Canaima
- Author: Rómulo Gallegos
- Language: Spanish
- Subject: Struggle against nature
- Set in: Orinoco jungle
- Publication date: 1935
- Publication place: Venezuela

= Canaima (novel) =

1935 novel by Rómulo Gallegos

Canaima is a Venezuelan novel. It was written by Rómulo Gallegos and published in 1935.

==Plot==
The Orinoco jungle is the main character and at the same time the reason behind all of the other characters' actions. The struggle against nature and yearning for riches, dominion and power are the main themes in the novel.
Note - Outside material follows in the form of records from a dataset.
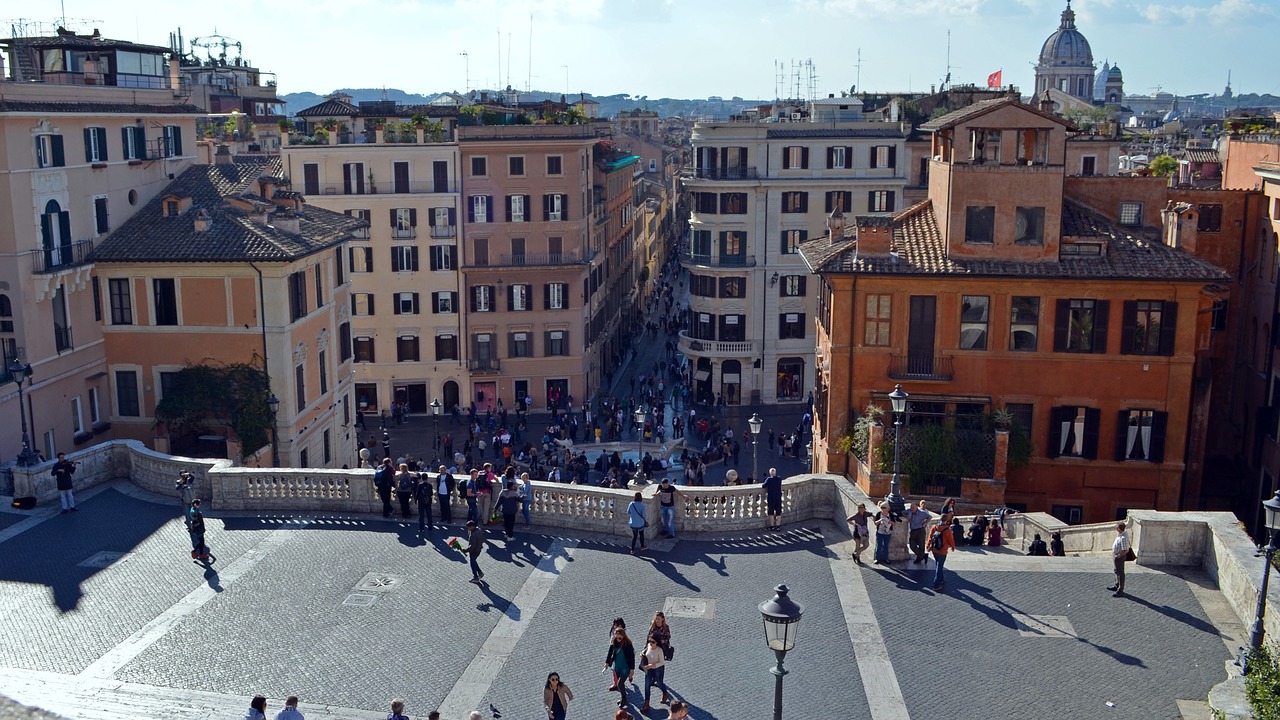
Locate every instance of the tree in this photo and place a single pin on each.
(1162, 165)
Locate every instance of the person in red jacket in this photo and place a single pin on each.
(941, 542)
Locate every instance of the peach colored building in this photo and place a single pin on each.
(1004, 292)
(90, 132)
(228, 265)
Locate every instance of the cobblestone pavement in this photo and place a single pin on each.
(351, 611)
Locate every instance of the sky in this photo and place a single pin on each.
(754, 49)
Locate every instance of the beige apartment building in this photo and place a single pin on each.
(92, 130)
(405, 285)
(533, 273)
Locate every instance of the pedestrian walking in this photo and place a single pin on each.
(918, 522)
(653, 661)
(772, 487)
(883, 532)
(621, 660)
(862, 533)
(291, 710)
(556, 697)
(941, 542)
(638, 519)
(62, 473)
(1121, 552)
(256, 709)
(475, 546)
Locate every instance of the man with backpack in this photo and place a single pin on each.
(941, 542)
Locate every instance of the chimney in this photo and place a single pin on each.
(874, 235)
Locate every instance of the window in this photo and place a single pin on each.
(1024, 324)
(732, 328)
(517, 297)
(795, 201)
(556, 296)
(556, 342)
(732, 287)
(406, 349)
(791, 326)
(1073, 432)
(297, 296)
(883, 156)
(840, 200)
(122, 302)
(1080, 326)
(49, 151)
(406, 304)
(343, 342)
(837, 158)
(361, 259)
(878, 311)
(1148, 327)
(405, 259)
(95, 145)
(1130, 213)
(403, 222)
(795, 158)
(519, 345)
(442, 256)
(792, 286)
(732, 204)
(1141, 434)
(300, 386)
(444, 302)
(362, 304)
(167, 301)
(880, 201)
(364, 349)
(974, 315)
(1210, 219)
(446, 347)
(1029, 226)
(127, 392)
(979, 226)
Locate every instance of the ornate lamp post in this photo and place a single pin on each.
(754, 423)
(1272, 522)
(21, 373)
(273, 404)
(897, 399)
(781, 623)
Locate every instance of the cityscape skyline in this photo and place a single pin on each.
(465, 51)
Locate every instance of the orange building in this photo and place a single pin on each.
(1004, 292)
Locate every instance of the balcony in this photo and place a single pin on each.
(63, 258)
(920, 368)
(714, 347)
(717, 260)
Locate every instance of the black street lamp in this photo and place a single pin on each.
(1272, 522)
(21, 373)
(273, 404)
(435, 422)
(781, 623)
(897, 399)
(754, 423)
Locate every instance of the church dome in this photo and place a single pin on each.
(1068, 46)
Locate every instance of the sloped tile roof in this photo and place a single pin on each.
(919, 249)
(233, 235)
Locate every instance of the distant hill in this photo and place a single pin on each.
(609, 104)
Canaima represents a bitter struggle against caudillism. Its author depicts the jungle from an ideological standpoint, which translates into his characters' development. Marcos Vargas, returns to Ciudad Bolívar after his studies in Trinidad, finally settling by the waters of Yuruari river.

==Characters==
- Marcos Vargas: A teenager with an adventurous spirit. After studying in Trinidad, he returns to the Venezuelan jungle to help his mother, who lives in bankruptcy, by starting a cart business. Although he has a noble heart, he's sometimes impulsive, giving into his macho complex. After tainting his hands in blood, unsure in his romantic relationship and his failing business, he decides to abandon everything to go deep into the jungle.
- Manuel Ladera
- Aracelis Vellorini
- Maigualida Ladera
- Gabriel Ureña

==Film==
A film adaptation of the novel was made in 1945, directed by Juan Bustillo Oro. The cast included Jorge Negrete as Marcos Vargas, Gloria Marín as Magualida, Rosario Granados as Arcelis, Alfredo Varela as Arteguita, Andrés Soler as Giaffaro, Carlos López Moctezuma as José Francisco Ardavín, and Alfonso Bedoya as Cholo Parima.